Herkesin bir hikayesi vardı; kaderin tükenmeyen mürekkebiyle yazılan, farklı hayatlara gebe ama aynı hissiyata hemhal olan bir yaşanmışlık serüveni.. Dünya üzerinde milyonlarca insan, milyonlarca farklı hikaye... Yazılacak milyonlarca satır, ruhun kırık kalemini kanatacak sonsuz sayıda kelime... Başka vicdanların hikayelerini merak ediyordum şimdilerde..Bir yaradan kurtulmaya çalışırken, başka bir yaraya sürüklenen yüreklerin hazin hikâyelerini... Gözlerimi yumduğumda ansızın, elimi sol yanıma kapattığımda hissettiğim meşhur sızım... Başka kimin yüreğini sızlatabiliyordu..? Peki, o yürek, hangi meyus kalemin ruhunu kanatmasına izin veriyordu...?
İLK HEYECAN DENEBİLİR Mİ
İlk yazım.. Ve oldukça heyecanlı bir ben.
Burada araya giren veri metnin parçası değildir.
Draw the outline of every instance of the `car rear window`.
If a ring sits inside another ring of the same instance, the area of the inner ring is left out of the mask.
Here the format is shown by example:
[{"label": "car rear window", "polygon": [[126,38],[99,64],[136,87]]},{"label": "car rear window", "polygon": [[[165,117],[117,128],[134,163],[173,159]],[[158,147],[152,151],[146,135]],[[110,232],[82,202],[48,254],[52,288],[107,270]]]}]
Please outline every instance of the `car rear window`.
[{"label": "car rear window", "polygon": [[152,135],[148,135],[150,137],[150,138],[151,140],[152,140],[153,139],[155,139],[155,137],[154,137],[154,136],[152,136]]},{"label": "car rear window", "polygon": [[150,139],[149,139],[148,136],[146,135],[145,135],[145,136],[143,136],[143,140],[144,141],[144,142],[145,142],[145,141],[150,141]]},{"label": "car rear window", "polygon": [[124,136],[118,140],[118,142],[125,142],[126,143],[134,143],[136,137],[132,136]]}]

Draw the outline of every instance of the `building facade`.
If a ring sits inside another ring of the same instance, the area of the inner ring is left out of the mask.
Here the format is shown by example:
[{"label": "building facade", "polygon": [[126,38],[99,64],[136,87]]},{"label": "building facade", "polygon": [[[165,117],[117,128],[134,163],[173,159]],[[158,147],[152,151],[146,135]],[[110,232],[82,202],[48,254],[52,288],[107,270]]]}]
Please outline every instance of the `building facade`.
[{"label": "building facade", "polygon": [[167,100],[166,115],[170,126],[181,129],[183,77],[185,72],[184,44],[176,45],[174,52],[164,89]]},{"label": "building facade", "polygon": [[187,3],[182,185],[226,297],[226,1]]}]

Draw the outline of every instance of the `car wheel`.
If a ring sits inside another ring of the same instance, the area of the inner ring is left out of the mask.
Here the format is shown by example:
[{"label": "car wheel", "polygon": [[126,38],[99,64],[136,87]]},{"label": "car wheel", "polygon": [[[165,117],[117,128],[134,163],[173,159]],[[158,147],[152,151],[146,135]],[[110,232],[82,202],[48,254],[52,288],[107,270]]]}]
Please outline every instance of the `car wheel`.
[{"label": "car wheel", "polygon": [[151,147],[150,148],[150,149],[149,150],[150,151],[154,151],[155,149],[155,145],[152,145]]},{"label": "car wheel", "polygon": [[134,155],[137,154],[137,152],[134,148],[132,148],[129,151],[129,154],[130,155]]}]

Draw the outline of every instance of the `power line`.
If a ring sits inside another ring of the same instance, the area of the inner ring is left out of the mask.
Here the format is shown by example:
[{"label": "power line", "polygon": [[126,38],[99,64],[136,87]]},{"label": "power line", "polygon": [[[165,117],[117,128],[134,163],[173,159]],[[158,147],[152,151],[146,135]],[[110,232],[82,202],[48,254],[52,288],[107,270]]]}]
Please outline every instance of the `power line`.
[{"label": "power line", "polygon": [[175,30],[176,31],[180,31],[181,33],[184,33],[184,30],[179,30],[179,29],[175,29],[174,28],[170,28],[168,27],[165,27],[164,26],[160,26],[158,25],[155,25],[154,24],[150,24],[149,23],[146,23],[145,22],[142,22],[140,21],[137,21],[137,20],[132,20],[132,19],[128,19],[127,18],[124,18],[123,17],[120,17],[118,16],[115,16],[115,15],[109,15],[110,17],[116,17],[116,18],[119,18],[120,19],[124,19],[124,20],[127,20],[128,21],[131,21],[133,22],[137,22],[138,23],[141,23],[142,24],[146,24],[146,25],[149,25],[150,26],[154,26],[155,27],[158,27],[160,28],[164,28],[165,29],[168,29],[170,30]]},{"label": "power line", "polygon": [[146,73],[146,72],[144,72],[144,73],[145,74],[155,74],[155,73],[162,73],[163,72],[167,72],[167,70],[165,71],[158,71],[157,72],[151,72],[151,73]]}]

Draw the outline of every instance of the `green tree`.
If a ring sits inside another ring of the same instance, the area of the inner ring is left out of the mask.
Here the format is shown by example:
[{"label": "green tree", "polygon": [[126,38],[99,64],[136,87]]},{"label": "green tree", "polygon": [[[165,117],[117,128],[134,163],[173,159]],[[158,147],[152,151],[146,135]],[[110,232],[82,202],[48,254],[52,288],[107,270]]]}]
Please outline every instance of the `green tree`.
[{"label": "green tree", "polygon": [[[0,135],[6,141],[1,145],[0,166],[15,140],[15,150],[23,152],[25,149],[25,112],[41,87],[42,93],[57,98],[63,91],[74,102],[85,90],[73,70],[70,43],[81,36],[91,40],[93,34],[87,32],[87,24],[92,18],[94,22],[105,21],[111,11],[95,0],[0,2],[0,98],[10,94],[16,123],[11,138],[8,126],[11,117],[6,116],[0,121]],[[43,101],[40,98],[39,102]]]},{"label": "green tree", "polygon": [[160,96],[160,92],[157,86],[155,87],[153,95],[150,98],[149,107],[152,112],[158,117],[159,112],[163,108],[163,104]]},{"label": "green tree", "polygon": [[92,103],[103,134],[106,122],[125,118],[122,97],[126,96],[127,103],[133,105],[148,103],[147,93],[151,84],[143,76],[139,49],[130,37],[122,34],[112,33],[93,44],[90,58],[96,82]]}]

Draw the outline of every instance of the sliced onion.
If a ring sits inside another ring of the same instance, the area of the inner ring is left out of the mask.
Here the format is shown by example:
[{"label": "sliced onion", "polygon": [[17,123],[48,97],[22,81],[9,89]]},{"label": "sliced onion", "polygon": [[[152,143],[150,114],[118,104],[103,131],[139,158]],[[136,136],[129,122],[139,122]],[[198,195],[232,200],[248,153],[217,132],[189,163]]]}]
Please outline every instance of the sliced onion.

Bloğumla kurduğum ilk bağım. Nereye kadar gider bilinmez bir yolculuğa adım atar gibi hissediyorum.. Kendime ufak bir hatırlatma olsun istiyorum bu yazı.. Her şeyden önce bazı anların, sade ve saf haliyle daha büyük anlamlar taşıdığına inanıyorum.. Bu yüzden hislerimi bu ufak satırların içine saklıyorum.. Çünkü bazı zamanlar üzerinde kendi halindeliğin güzelliğini taşır.. Ve bende bir şeyleri çokça uzatmayarak kendime HOŞGELDİN.. diyorum.. Ve bloguma gelen ve bunu okuyan tatlı misafirim..Şayet sana da hisli bir yürek lazımsa, benim dünyama HOŞGELDİNN.